Of this, BP is expected to pay $7.5bn out in dividends and use a further $10bn to buy back its own shares. Meanwhile, Goldman expects Shell to hand around $12bn to shareholders in dividends and buybacks.

 

If only the flow of this river of cash could be diverted just a bit, away from the investors of EC2 to the Treasury's coffers in SW1, all the Government's worries about the health of the public finances would evaporate.

 

So why shouldn't the chancellor levy a whopping windfall tax on the oil companies? It's not as though any of them predicted that the oil price would be where it is. In fact, even now both BP and Shell will only develop a new oil prospect if it is commercially viable at the much lower oil price of $20 - which implies that they regard the current price as a freak.

 

Here's another way of looking at all this. Back in early June, Lord Browne, BP's eloquent chief executive, explained the buoyancy of the oil price by reference to the growth of global demand. Speaking in the House of Lords, he pointed out that Chinese primary energy consumption had risen by 80 per cent in the previous two years and that its use of oil had increased by almost 1.2m barrels a day.

 

His expectation was that - pending the exploitation of ample untapped reserves - the oil price would stay at more than $40 a barrel. So wasn't he implying that any profits earned while oil is over $40 are the equivalent of a lottery win?

 

However, although windfall taxes may look like easy money, they are fraught with difficulties. First of all, the cash flow of Shell and BP is not a proxy for the riches available to be tapped. They are both multinationals, with reserves, refineries and petrol pumps all over the world: levying a tax on their global earnings would probably be illegal.

 

There could, perhaps, be a one-off tax on the bumper distributions to shareholders by any UK domiciled oil company - although that would be seen as a tax on investors, including you and me through our pension funds, and would not be popular.
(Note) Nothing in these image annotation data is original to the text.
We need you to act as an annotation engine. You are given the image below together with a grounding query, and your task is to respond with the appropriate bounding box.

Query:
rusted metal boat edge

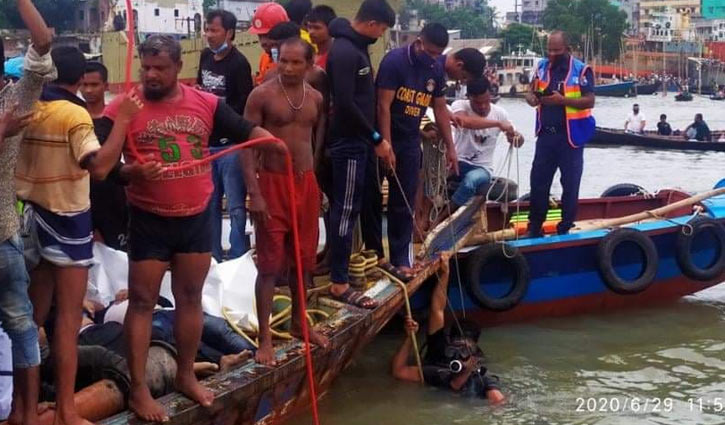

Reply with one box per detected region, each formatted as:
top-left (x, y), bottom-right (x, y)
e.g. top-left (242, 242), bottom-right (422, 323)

top-left (100, 261), bottom-right (439, 425)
So any windfall tax would probably have to be imposed on any company, of any nationality, that pumps oil or gas from the British part of the North Sea.

 

But such an impost could deter oil companies from further investment there - which would not be beneficial to the UK.

 

Nor, again, would such a tax necessarily be legal. As Labour's preparations for its 1997 windfall levy on the privatised utilities show, there would be the potential for a challenge under the European Convention on Human Rights from the companies or their shareholders, who could argue that a tyrannical government was effectively expropriating their property.

 

To minimise this risk, the Treasury would have to show that the tax was in the public interest. And that would be far harder if the proceeds were to be frittered away on general public spending.

 

However, on the basis of the privatised utilities precedent, the petroleum windfall impost would be lawful if the revenues were hypothecated - or earmarked - for a special worthy project (the advice to Gordon Brown's team from counsel was that the legality of his extraction of cash from BT, the power companies et al was underpinned by his decision to allocate all the funds to his New Deal job creation scheme).

 

As it happens, Lord Browne inadvertently suggested just such a useful home for windfall winnings only last month, when he pointed to market failure in attempts to tackle global warming. BP wants to bury CO2 in spent oilfields, but fears that it's too pricey without government subsidy.

 

Which looks like a foolhardy invitation to the Treasury to fashion a windfall tax for BP and its ilk into a levy for the eradication of greenhouse gases.

 

That said, the most basic argument against windfall taxes is that they are capricious and inject damaging uncertainty into the tax system. And, even at $65 a barrel, such a tax would be seen as too cynical by most companies and individuals - so the ever-present risk of driving wealth generators offshore could be made real to a costly extent.

 

But the oil price may hit a level where the contrast between the spoils accruing to the oil companies and the incremental costs for users is widely seen as grotesquely unfair. What is the oil price at which a windfall tax becomes inevitable? There's no science to such prognostics. But the spread is $80 to $100 - which is no longer the stuff of pure, nightmarish imaginings.